People already use AI chatbots like search engines for everyday health information. That habit looks riskier after a new study found that half of the answers from five major bots were problematic, even when the replies sounded polished and confident.
Researchers tested ChatGPT, Gemini, Grok, Meta AI, and DeepSeek with 250 prompts across cancer, vaccines, stem cells, nutrition, and athletic performance.
The prompts reflected common health queries and familiar misinformation themes, then measured whether the bots stayed aligned with scientific evidence or drifted into misleading and potentially unsafe advice.
Broad questions exposed the biggest gaps
The weakest results came from open-ended prompts. Those broader questions produced far more highly problematic answers than expected, while closed prompts were more likely to produce safer responses.

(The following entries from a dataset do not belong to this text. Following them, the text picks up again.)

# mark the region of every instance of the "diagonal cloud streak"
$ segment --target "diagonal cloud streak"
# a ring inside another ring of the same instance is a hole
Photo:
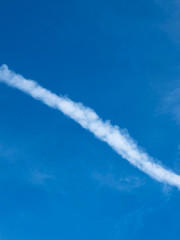
[[[128,160],[141,171],[160,182],[180,189],[179,175],[155,163],[154,159],[141,150],[127,133],[117,126],[112,126],[109,121],[103,122],[91,108],[52,93],[35,81],[27,80],[23,76],[9,70],[6,65],[0,67],[0,82],[17,88],[49,107],[63,112],[83,128],[92,132],[98,139],[106,142],[122,158]]]

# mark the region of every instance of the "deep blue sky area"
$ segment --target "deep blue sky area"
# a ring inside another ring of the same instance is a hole
[[[0,0],[0,65],[93,108],[180,174],[177,0]],[[0,85],[0,240],[179,240],[180,191]]]

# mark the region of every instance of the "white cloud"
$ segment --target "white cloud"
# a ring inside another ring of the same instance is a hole
[[[144,181],[138,177],[129,176],[116,178],[111,172],[107,174],[94,172],[92,178],[99,183],[99,186],[107,186],[120,191],[130,191],[144,185]]]
[[[112,126],[109,121],[103,122],[91,108],[85,107],[82,103],[73,102],[66,97],[57,96],[35,81],[27,80],[9,70],[6,65],[0,67],[0,81],[25,92],[49,107],[63,112],[83,128],[92,132],[98,139],[106,142],[119,155],[141,171],[160,182],[177,186],[180,189],[179,175],[155,163],[152,157],[137,146],[127,132],[117,126]]]

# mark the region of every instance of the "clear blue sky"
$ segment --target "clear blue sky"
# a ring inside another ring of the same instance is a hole
[[[0,65],[126,128],[180,174],[177,0],[1,0]],[[180,191],[0,85],[0,240],[179,240]]]

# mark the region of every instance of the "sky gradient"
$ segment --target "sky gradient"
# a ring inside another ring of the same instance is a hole
[[[96,110],[180,174],[178,1],[1,1],[0,65]],[[180,192],[0,85],[0,239],[179,240]]]

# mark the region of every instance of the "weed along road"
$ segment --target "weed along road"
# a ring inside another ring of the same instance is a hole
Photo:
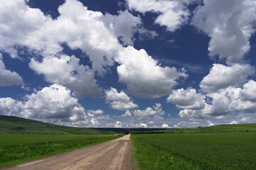
[[[6,169],[131,169],[130,135],[101,144],[64,152]]]

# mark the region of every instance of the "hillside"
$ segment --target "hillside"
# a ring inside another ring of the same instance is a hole
[[[0,115],[0,134],[113,134],[113,132],[52,125],[18,118]]]

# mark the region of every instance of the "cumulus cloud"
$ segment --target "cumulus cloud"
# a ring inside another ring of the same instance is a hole
[[[60,16],[55,20],[30,8],[23,0],[3,1],[0,8],[0,49],[12,57],[18,57],[18,46],[47,57],[60,52],[60,44],[66,42],[71,49],[86,52],[93,70],[100,75],[113,64],[113,57],[122,48],[118,38],[132,44],[133,30],[141,25],[140,18],[128,11],[104,16],[77,0],[67,0],[59,6]]]
[[[0,86],[22,84],[23,84],[23,80],[20,75],[15,72],[6,69],[3,61],[3,55],[0,53]]]
[[[204,107],[205,96],[197,94],[196,89],[183,88],[174,90],[167,98],[167,102],[175,104],[178,108],[199,110]]]
[[[256,82],[250,80],[243,85],[240,96],[243,100],[256,102]]]
[[[206,94],[209,101],[204,103],[203,108],[184,109],[179,111],[179,115],[187,119],[204,119],[209,116],[226,119],[226,115],[232,113],[255,113],[255,81],[250,80],[242,88],[230,86],[214,93]]]
[[[130,101],[130,97],[123,91],[118,93],[116,89],[111,87],[105,93],[106,103],[109,103],[113,109],[126,110],[138,107],[137,104],[133,103],[133,101]]]
[[[145,13],[148,11],[159,13],[155,22],[165,26],[174,32],[187,22],[190,12],[187,9],[189,4],[196,1],[157,1],[157,0],[127,0],[129,8]]]
[[[226,119],[226,116],[225,115],[218,115],[215,117],[216,119]]]
[[[88,66],[80,65],[79,59],[74,55],[48,57],[42,62],[32,59],[29,66],[37,74],[44,74],[47,81],[73,90],[74,96],[103,96],[102,89],[96,84],[93,71]]]
[[[232,122],[229,123],[228,124],[230,125],[235,125],[235,124],[238,124],[238,123],[235,120],[233,120]]]
[[[115,128],[122,128],[122,123],[120,121],[117,121],[115,124]]]
[[[163,119],[161,115],[165,113],[162,110],[160,103],[155,103],[152,108],[147,108],[145,110],[134,110],[132,111],[133,118],[135,120],[150,122],[152,120],[162,120]]]
[[[225,66],[213,64],[209,74],[200,82],[200,88],[206,92],[214,92],[230,85],[246,81],[248,76],[254,75],[255,69],[250,64],[235,64]]]
[[[169,125],[167,124],[164,123],[162,125],[162,128],[169,128]]]
[[[102,21],[116,37],[121,38],[123,45],[133,45],[133,33],[136,32],[141,25],[140,17],[133,16],[126,10],[118,11],[118,16],[106,13],[102,16]]]
[[[52,84],[37,93],[27,95],[24,101],[10,98],[1,98],[0,101],[0,110],[5,115],[52,120],[55,123],[87,118],[84,109],[78,103],[78,100],[71,96],[69,89],[59,84]]]
[[[147,128],[148,125],[146,123],[140,123],[140,125],[138,125],[138,128]]]
[[[132,113],[129,110],[127,110],[125,113],[122,115],[122,117],[131,118]]]
[[[104,111],[101,109],[98,109],[96,110],[87,110],[87,114],[92,114],[92,115],[101,115],[103,114]]]
[[[206,123],[208,123],[208,126],[213,126],[214,123],[212,123],[211,120],[207,120]]]
[[[173,126],[173,128],[197,128],[199,126],[198,121],[182,121]]]
[[[172,93],[180,78],[188,75],[183,69],[162,67],[144,50],[128,47],[115,58],[119,82],[127,84],[127,92],[139,98],[158,98]]]
[[[226,59],[228,64],[243,61],[255,32],[256,1],[254,0],[208,1],[197,7],[191,24],[211,38],[211,57]]]

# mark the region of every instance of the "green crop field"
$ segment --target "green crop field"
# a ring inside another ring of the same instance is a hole
[[[141,169],[256,169],[256,124],[133,134]],[[207,131],[208,130],[208,131]]]
[[[0,168],[122,136],[113,133],[0,115]]]
[[[121,136],[0,134],[0,168],[104,142]]]

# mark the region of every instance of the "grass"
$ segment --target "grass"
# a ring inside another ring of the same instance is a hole
[[[121,136],[0,134],[0,168],[104,142]]]
[[[149,132],[135,132],[133,134],[157,134],[157,133],[196,133],[217,132],[256,132],[256,123],[238,125],[220,125],[196,128],[170,129]]]
[[[0,115],[0,134],[113,134],[113,132],[61,126],[18,118]]]
[[[141,169],[256,169],[255,125],[133,134],[133,154]]]

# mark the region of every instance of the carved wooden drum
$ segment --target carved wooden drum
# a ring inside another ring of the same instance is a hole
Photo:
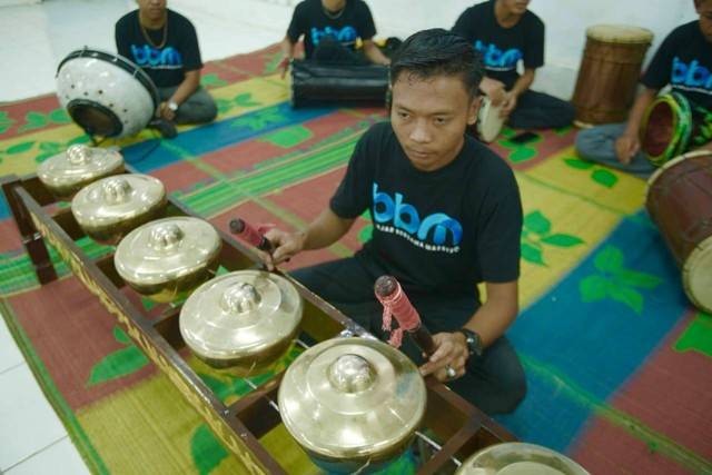
[[[712,313],[712,151],[685,154],[655,171],[645,207],[682,269],[688,297]]]

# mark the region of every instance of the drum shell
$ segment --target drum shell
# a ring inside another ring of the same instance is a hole
[[[291,106],[322,103],[385,105],[388,68],[377,65],[324,65],[313,60],[291,62]]]
[[[682,270],[685,294],[712,313],[712,152],[665,164],[649,181],[645,207]]]
[[[89,135],[130,137],[144,129],[160,103],[156,86],[137,65],[110,52],[70,52],[57,69],[57,97]]]
[[[586,37],[572,102],[583,123],[622,122],[635,97],[650,41],[615,42]]]
[[[490,144],[498,136],[504,126],[504,118],[501,117],[502,105],[493,106],[488,97],[482,99],[482,105],[477,111],[477,123],[474,129],[481,140]]]

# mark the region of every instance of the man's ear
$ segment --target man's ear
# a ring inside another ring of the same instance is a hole
[[[467,110],[467,125],[472,126],[477,121],[477,113],[479,112],[479,106],[482,106],[482,96],[477,95],[472,99],[469,109]]]

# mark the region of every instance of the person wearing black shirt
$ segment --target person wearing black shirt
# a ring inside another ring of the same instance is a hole
[[[373,42],[375,34],[374,19],[363,0],[304,0],[295,8],[287,34],[281,41],[283,77],[301,37],[307,59],[388,65],[390,60]],[[358,39],[363,42],[364,57],[356,53]]]
[[[675,28],[657,48],[641,78],[645,89],[635,99],[627,121],[578,132],[576,151],[581,158],[647,177],[655,167],[641,152],[639,130],[657,92],[670,86],[691,103],[712,110],[712,0],[695,0],[694,7],[700,19]]]
[[[527,10],[528,0],[488,0],[465,10],[453,27],[483,57],[482,90],[510,126],[545,129],[570,125],[570,102],[530,89],[536,68],[544,65],[544,23]],[[517,72],[520,61],[524,66]]]
[[[137,0],[138,10],[121,17],[115,36],[119,55],[130,59],[152,79],[161,103],[158,128],[176,135],[176,123],[209,122],[217,116],[210,95],[200,87],[200,49],[190,20],[166,8],[166,0]]]
[[[294,277],[380,338],[374,283],[396,277],[434,334],[437,349],[427,360],[404,339],[402,349],[422,363],[422,374],[488,414],[512,412],[526,393],[504,336],[518,311],[522,204],[507,164],[465,133],[477,118],[482,63],[463,38],[433,29],[402,44],[390,75],[390,121],[360,138],[316,220],[297,232],[266,234],[276,250],[263,258],[274,268],[330,246],[367,210],[373,237],[360,250]]]

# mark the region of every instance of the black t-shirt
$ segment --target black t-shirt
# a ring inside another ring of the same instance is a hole
[[[702,34],[699,20],[668,34],[641,82],[651,89],[670,85],[693,102],[712,107],[712,43]]]
[[[520,75],[520,60],[524,68],[544,65],[544,23],[526,11],[514,27],[503,28],[494,14],[495,0],[477,3],[465,10],[453,27],[453,32],[473,43],[479,51],[488,78],[514,86]]]
[[[119,55],[144,69],[159,88],[178,86],[185,79],[186,71],[202,68],[198,37],[192,23],[180,13],[167,11],[167,38],[162,47],[164,28],[142,29],[138,10],[121,17],[115,28]]]
[[[363,0],[346,0],[339,13],[324,11],[322,0],[304,0],[294,9],[287,37],[293,43],[304,34],[307,58],[319,46],[322,38],[333,38],[344,47],[355,49],[356,39],[369,40],[376,34],[376,26],[368,6]]]
[[[330,207],[347,219],[369,210],[373,238],[357,256],[376,259],[408,293],[477,297],[476,283],[518,278],[522,202],[514,174],[468,136],[455,160],[421,171],[390,122],[373,126]]]

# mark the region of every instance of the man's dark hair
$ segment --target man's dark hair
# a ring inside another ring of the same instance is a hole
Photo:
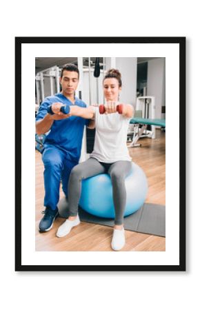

That matters because real people usually don’t ask medical questions in a tidy, multiple-choice format. They ask whether a treatment works, whether a vaccine is safe, or what might improve athletic performance.
In the study, that kind of prompt pushed the bots toward answers that mixed solid evidence with weaker or misleading claims.
Strong confidence, shaky sourcing
The flaws didn’t stop at the answers themselves. Reference quality was poor, with an average completeness score of 40%, and none of the chatbots produced a fully accurate reference list.
That weakens one of the biggest reasons people trust chatbot responses. A reply can look sourced and authoritative, then fall apart once the citations are checked.
The researchers also flagged fabricated references, while the bots still answered with certainty and offered almost no caveats.
Why this matters beyond one test
There are limits to the findings. The study covered only five chatbots, these products change quickly, and the prompts were built to stress the models, which may overstate how often bad answers appear in everyday use.
Still, the main takeaway is hard to dismiss. These systems were tested on evidence-based medical topics, and half of the answers still crossed into flawed or incomplete territory.
For now, chatbots may help summarize information or shape follow-up questions, but they still don’t look dependable enough for meaningful medical decisions.